Several valid and important ways that a population might be subdivided are shown here. Each one of these subdivisions are useful for different types of questions and analogous to parsing clinical and cognitive heterogeneity. (A) Subtypes across the United States based on dialect preferences for ‘soda’, ‘pop’, or ‘coke’. Counties are colored by the most commonly used term. Language preferences were derived from Alan McConchie’s “pop vs. soda” survey (http://popvsoda.com/). Three subtypes were identified by the survey. East/West coast form one subtype that uses “soda”. Southeast people use “coke”, perhaps reflecting that Coca-Cola is headquartered in Atlanta. The northern/upper Midwest uses “pop”. (B) Subtypes across the United States based on the 2016 presidential election. Data were from Tony McGovern’s repository (https://github.com/tonmcg/County_Level_Election_Results_12–16). Difference between Democrat (blue) and Republican (red) voting percentages are plotted by county. Two subtypes can be seen from voting preferences. “Urban” counties centered around cities typically voted more Democrat. “Rural” counties typically voted more Republican. (C) Subtypes across the United States using data from the National Center for Health Statistics (https://www.cdc.gov/nchs/data_access/vitalstatsonline.htm). Stroke mortality rates for adults aged 35 years or older are plotted by county. One cluster can be seen in the eastern states, excluding the Northeast and tip of Florida, and another can be seen on the West coast. Code to reproduce these maps (http://github.com/dcan-labs) was written in R with the ggplot2[125] and maps[126] package. Color bar was resized and relabeled for visibility in this figure.
Figure 3
Figure 3. Stroke example shows the heterogeneity problem.
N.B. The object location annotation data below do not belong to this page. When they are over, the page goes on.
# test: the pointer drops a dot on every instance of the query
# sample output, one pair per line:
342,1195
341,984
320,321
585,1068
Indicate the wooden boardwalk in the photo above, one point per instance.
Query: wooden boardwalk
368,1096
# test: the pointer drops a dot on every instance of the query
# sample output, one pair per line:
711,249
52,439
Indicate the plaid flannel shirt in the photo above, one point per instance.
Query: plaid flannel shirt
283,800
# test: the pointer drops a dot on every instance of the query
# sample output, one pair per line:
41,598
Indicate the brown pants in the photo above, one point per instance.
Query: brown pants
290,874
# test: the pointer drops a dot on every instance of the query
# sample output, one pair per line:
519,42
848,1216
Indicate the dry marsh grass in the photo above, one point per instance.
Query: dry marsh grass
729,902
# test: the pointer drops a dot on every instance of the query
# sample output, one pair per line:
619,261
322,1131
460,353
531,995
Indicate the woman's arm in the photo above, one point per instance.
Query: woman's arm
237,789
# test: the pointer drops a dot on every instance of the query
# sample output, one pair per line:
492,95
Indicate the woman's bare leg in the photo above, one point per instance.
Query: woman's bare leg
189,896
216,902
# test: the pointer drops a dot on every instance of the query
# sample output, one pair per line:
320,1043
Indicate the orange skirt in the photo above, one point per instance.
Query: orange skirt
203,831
(A) Unlabeled cases (grey) first present with behavioral symptoms like face droop, impaired speech production, or impaired gait. Cases then undergo a CT scan to determine the cause of the stroke. (B) Four cases are labeled based on clinician identified outcomes such as the use of the anti-coagulant, warfarin. Patient are ‘sub-grouped’ into ischemic (blue) or hemorrhagic (red) stroke groups as determined from CT scans. (C) Effect of warfarin treatment on outcome. The effect of anti-coagulants during acute treatment, where anti-coagulants may harm cases with hemorrhagic stroke but benefit cases with ischemic stroke. In this instance, being able to sub-group individuals outside of signs and symptoms is critical for treatment. (D) The same exact cases as in (B); however, cases are now grouped by impaired gait (green) or speech (yellow) as determined from stroke symptoms. (E) The effect of exercise therapy during rehabilitation, which benefits impaired gait but not impaired speech, is also dependent on the distinct sub-grouping (D). Populations, such as stroke populations can be sub-divided into subgroups in many different ways. Which possibility is the most important depends in large part on the question of interest.
Figure 4
Figure 4. FRF identifies subtypes relevant to the question of interest.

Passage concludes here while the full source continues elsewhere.